Saya melakukan pencarian menggunakan kata kunci “Professional Football Insurance” di google, dan hasilnya ditemukan beragam perusahaan swasta yang menawarkan jasanya untuk mengasuransikan para pemain. Dari situ pula diketahui fakta bahwa terdapat dua skema yang lazim digunakan untuk mengasuransikan para pemain. Pertama, Permanent Total Disablement Cover. Produk asuransi ini biasanya dibeli oleh klub untuk menutup kerugian karena kecelakaan/insiden yang menyebabkan sang pemain cedera, atau karier pemain berakhir. Kedua, Temporary Disablement Cover atau Wage Roll Protection. Produk ini merupakan bentuk pertanggungan terhadap risiko cedera pemain yang tak sanggup bermain sementara waktu karena cedera dan klub tetap harus membayar gaji per pekannya.

Jika diperhatikan, dua skema di atas menguntungkan pemain. Meskipun dalam kondisi cedera, pemain tak perlu keluar biaya untuk pengobatan karena sudah ditanggung pihak klub. Selain itu, pemain tetap digaji sesuai kontrak, sehingga fokus si pemain sepenuhnya hanya pada pemulihan cedera.

Ketenangan dalam berkarier memang diperlukan tiap buruh atau tenaga kerja, termasuk para pesepakbola. Perlu diketahui bahwa pesepakbola di Indonesia adalah buruh atau pekerja. Hal itu diperkuat berdasarkan ketentuan Pasal 1 angka 2 UU Nomor 13 Tahun 2003 yang menyatakan bahwa buruh adalah setiap orang yang bekerja dengan menerima upah atau imbalan dalam bentuk lain. Dalam hal ini, pesepakbola diupah berdasarkan kontrak kerja mereka dengan pihak klub.

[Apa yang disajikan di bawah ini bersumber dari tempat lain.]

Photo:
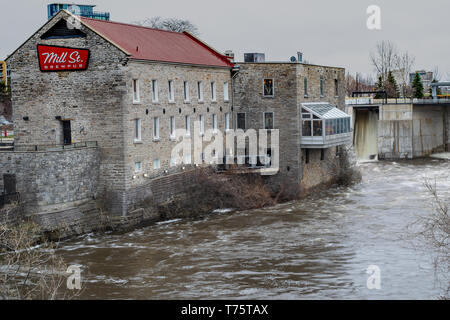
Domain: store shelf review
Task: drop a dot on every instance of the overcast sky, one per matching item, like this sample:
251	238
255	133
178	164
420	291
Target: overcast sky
329	32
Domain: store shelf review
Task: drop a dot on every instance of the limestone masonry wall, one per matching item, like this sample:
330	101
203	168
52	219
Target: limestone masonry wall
50	178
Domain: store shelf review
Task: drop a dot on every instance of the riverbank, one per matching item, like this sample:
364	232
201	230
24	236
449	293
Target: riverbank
317	248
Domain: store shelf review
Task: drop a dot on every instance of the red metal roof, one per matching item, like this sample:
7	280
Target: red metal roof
158	45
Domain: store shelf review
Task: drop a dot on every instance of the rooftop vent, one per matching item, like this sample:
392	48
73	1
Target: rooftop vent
254	57
230	55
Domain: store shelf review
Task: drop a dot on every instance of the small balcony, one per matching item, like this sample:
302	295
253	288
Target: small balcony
324	126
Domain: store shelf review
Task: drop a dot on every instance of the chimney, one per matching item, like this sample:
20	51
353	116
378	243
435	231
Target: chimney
254	57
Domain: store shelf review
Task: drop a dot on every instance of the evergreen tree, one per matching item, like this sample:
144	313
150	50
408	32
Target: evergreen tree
417	87
438	90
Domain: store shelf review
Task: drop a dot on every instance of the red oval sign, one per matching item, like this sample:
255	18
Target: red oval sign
54	58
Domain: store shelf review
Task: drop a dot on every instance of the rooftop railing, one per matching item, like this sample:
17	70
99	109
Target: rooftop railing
371	101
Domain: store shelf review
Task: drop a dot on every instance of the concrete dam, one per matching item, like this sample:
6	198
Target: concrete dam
400	131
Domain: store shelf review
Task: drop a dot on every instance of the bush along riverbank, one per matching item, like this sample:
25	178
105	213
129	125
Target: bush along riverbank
205	191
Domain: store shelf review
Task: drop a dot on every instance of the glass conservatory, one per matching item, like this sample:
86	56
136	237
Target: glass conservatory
324	126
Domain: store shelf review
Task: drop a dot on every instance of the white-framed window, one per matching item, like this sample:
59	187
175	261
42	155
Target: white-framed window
202	124
155	90
227	121
138	167
156	128
240	120
187	124
213	91
268	120
173	161
226	96
171	91
268	89
187	159
136	96
156	164
137	130
186	91
214	122
172	127
322	86
200	91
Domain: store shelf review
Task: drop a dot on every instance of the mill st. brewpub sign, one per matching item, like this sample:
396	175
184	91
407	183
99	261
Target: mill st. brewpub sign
55	58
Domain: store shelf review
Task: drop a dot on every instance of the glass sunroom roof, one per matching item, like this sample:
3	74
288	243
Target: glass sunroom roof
324	110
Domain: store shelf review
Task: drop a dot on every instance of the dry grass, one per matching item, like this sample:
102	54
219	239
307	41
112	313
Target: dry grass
30	269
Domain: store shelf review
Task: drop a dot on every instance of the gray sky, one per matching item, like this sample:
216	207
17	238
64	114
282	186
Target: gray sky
329	32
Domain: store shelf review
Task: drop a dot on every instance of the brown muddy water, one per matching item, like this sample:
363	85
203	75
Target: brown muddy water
316	248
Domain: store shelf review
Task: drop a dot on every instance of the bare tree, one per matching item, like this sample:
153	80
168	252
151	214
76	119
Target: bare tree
432	233
30	269
404	64
359	82
384	58
437	74
170	24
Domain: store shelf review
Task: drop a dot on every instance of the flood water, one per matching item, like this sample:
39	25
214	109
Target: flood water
316	248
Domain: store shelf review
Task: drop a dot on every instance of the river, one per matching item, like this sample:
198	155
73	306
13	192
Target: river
316	248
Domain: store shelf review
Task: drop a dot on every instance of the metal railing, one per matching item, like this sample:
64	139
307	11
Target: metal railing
370	101
56	147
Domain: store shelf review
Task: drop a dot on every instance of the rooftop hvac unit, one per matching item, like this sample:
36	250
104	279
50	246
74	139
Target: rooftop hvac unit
254	57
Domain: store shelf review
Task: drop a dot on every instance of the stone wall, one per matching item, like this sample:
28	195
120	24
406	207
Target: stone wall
46	179
289	94
250	100
319	170
151	148
90	99
5	106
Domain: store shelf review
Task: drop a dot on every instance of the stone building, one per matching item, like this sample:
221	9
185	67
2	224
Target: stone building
301	101
98	107
116	92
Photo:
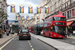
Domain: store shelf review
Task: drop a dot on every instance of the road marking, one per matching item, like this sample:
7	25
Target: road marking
6	43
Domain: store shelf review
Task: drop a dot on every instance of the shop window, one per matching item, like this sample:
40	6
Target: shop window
73	12
70	14
46	29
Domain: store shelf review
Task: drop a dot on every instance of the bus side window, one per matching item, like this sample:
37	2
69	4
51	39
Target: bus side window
51	20
52	28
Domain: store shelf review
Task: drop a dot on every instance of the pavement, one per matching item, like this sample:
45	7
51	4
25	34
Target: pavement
71	36
59	45
5	38
32	44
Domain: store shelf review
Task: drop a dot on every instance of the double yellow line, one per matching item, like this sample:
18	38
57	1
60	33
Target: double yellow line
30	45
6	43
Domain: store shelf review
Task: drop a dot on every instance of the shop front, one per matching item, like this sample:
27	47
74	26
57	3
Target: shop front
71	27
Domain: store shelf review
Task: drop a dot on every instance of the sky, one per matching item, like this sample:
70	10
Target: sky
26	3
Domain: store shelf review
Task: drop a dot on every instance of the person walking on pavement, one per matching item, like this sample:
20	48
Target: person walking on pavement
3	32
70	32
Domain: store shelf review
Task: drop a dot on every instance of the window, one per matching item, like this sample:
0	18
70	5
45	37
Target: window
46	21
25	30
68	14
45	25
59	18
73	12
59	29
59	23
46	29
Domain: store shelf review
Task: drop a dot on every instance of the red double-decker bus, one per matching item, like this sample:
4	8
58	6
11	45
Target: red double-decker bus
55	26
31	29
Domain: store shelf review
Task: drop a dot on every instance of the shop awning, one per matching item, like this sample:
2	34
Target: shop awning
69	23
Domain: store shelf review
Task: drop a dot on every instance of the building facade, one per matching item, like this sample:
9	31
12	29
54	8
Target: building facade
3	5
3	13
67	7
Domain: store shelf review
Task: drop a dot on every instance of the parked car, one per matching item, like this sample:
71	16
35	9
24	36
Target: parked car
24	34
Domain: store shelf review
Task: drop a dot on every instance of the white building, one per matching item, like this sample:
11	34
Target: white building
67	7
3	5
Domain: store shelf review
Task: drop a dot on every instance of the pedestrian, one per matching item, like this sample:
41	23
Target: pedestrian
70	32
3	32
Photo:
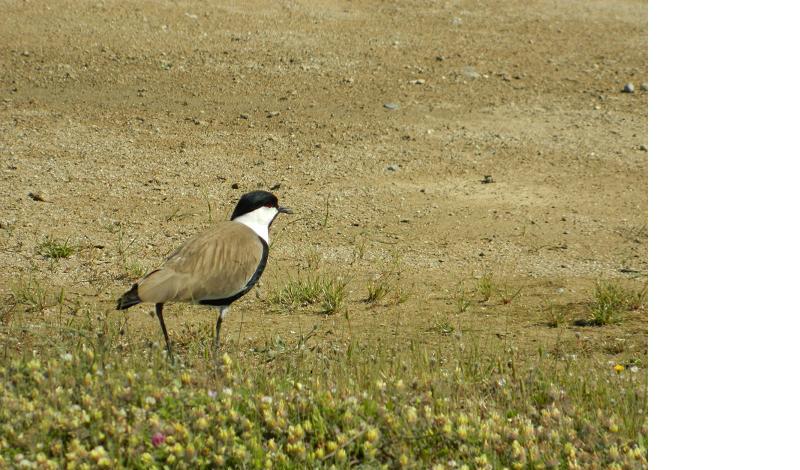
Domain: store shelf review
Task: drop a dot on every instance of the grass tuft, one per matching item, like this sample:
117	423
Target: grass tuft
611	300
55	249
326	291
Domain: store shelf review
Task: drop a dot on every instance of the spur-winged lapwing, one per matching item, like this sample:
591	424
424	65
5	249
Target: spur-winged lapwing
216	266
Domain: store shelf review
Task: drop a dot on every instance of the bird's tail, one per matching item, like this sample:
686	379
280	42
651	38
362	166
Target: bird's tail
129	299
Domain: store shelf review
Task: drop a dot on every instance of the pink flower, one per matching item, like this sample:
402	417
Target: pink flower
157	439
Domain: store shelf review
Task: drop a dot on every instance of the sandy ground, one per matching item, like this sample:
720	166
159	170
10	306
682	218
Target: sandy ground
136	124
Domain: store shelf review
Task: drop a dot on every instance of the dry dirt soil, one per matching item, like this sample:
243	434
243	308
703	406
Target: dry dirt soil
424	144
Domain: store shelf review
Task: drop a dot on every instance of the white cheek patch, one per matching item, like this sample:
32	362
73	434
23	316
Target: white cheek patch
259	221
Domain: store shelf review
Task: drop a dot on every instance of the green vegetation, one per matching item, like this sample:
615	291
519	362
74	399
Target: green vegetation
377	290
55	249
94	400
611	300
328	292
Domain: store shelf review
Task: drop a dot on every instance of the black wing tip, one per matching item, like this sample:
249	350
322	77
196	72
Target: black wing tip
129	299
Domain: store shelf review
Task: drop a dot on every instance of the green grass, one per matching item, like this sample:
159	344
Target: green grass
55	249
611	300
89	397
325	291
85	390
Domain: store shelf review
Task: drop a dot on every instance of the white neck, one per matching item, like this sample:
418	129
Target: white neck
258	220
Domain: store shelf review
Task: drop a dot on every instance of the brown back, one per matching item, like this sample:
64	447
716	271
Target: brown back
214	264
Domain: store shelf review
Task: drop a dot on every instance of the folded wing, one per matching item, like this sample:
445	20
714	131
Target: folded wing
215	264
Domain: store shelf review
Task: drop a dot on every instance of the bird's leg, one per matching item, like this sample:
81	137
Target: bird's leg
159	313
223	310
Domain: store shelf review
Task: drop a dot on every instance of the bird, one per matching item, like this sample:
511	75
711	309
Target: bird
215	267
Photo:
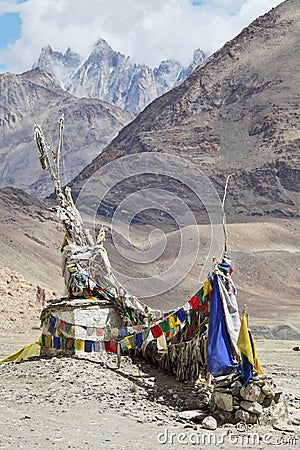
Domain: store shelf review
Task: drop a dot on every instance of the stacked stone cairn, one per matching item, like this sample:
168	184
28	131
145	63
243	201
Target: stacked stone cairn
258	402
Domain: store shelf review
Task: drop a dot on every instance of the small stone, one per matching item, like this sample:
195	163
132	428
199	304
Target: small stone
252	407
242	416
251	392
209	423
223	401
283	427
277	394
194	403
295	421
261	398
267	402
195	416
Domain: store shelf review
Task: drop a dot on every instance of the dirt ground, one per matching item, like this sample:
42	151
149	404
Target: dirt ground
87	403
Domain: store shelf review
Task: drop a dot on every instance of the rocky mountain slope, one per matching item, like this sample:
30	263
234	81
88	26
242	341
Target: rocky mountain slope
265	257
111	76
90	125
238	112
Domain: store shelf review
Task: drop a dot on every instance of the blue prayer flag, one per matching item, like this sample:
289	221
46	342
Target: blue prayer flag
220	359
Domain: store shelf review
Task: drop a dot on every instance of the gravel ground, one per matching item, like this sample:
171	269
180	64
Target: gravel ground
88	403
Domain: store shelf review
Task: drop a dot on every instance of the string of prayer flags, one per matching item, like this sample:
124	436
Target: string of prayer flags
172	321
79	345
111	346
156	331
181	315
138	339
207	288
62	325
52	323
164	325
88	346
194	302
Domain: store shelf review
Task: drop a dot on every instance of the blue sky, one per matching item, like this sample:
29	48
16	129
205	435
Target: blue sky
147	31
10	28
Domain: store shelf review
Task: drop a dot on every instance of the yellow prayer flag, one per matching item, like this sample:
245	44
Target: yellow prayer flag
26	352
48	341
207	287
79	345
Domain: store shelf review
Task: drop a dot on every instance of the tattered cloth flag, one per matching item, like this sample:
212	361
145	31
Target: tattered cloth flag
24	353
220	360
246	346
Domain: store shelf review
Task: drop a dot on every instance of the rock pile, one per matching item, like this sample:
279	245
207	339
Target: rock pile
258	402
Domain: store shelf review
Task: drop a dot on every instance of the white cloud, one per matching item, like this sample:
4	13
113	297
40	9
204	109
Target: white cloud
148	31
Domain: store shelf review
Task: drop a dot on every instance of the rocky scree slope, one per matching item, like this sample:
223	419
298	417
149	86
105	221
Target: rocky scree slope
90	125
112	77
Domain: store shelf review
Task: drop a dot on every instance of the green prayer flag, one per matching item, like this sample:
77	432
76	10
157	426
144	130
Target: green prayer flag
164	325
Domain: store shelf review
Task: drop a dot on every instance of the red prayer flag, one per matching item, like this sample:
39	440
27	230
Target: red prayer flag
203	308
62	325
156	331
110	346
194	302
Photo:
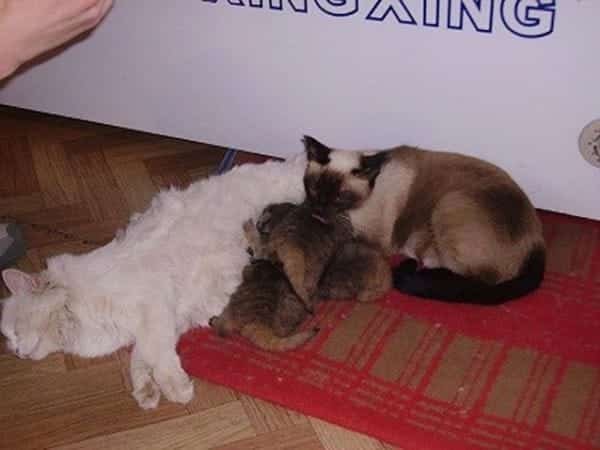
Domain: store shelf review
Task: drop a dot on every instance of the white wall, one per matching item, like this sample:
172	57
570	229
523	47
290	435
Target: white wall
257	78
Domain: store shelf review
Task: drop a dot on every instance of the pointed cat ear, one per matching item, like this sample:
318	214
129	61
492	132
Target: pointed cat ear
315	151
370	166
19	282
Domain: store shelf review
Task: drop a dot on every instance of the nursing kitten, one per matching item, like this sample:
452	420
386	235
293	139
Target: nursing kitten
471	232
333	263
301	241
265	310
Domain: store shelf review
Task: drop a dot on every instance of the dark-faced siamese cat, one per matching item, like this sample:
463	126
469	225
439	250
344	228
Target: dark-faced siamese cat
469	231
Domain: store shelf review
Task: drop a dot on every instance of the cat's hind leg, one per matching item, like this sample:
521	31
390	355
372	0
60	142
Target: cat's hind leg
145	390
156	342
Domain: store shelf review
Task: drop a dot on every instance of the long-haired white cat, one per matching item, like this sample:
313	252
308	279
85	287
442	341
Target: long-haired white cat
173	268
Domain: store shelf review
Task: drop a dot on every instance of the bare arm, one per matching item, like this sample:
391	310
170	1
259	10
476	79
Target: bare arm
29	28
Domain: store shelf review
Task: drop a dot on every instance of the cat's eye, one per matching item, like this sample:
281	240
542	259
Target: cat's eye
345	196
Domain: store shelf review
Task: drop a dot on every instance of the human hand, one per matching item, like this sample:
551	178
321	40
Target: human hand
29	28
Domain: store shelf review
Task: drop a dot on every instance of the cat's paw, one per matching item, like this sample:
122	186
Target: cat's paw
147	395
178	388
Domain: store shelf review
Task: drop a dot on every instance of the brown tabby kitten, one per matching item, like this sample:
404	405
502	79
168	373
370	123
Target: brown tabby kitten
465	221
264	309
326	260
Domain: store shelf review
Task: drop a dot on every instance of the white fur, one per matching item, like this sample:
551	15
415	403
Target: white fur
173	268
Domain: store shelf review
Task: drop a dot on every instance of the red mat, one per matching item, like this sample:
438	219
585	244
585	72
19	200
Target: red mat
427	375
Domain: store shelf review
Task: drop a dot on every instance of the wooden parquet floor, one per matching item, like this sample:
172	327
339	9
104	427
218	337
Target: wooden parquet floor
72	184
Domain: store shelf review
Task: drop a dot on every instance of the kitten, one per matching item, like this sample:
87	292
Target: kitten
301	241
265	310
468	225
170	270
334	263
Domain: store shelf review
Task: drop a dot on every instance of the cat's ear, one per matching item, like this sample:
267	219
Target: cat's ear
20	283
316	151
370	166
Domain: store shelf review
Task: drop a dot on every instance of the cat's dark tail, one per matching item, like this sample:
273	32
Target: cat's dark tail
444	285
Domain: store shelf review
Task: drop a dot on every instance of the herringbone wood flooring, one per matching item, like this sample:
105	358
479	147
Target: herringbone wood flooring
72	184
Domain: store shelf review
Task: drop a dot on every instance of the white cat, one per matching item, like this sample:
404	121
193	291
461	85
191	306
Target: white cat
173	268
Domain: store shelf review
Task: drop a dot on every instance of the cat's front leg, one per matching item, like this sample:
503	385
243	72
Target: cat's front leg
156	341
145	389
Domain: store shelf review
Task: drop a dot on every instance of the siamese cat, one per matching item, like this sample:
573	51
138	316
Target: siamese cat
470	233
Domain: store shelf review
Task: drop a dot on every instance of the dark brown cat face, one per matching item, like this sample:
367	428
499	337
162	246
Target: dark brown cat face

Idealnya, hak mendapatkan asuransi termaktub di dalam kontrak. Ketika seorang pemain dikontrak, maka saat itu pula pihak klub setuju melindunginya dari resiko-resiko. Namun di Indonesia, sekali lagi, perlindungan asuransi masih berupa hak. Beberapa klub sudah memproteksi para pemainnya dengan asuransi, tetapi masih banyak juga yang belum. Sehingga penting bagi para pesepakbola yang bermain di Indonesia untuk bersatu menuntut perlindungan tersebut, agar menjadi norma yang dipatuhi klub.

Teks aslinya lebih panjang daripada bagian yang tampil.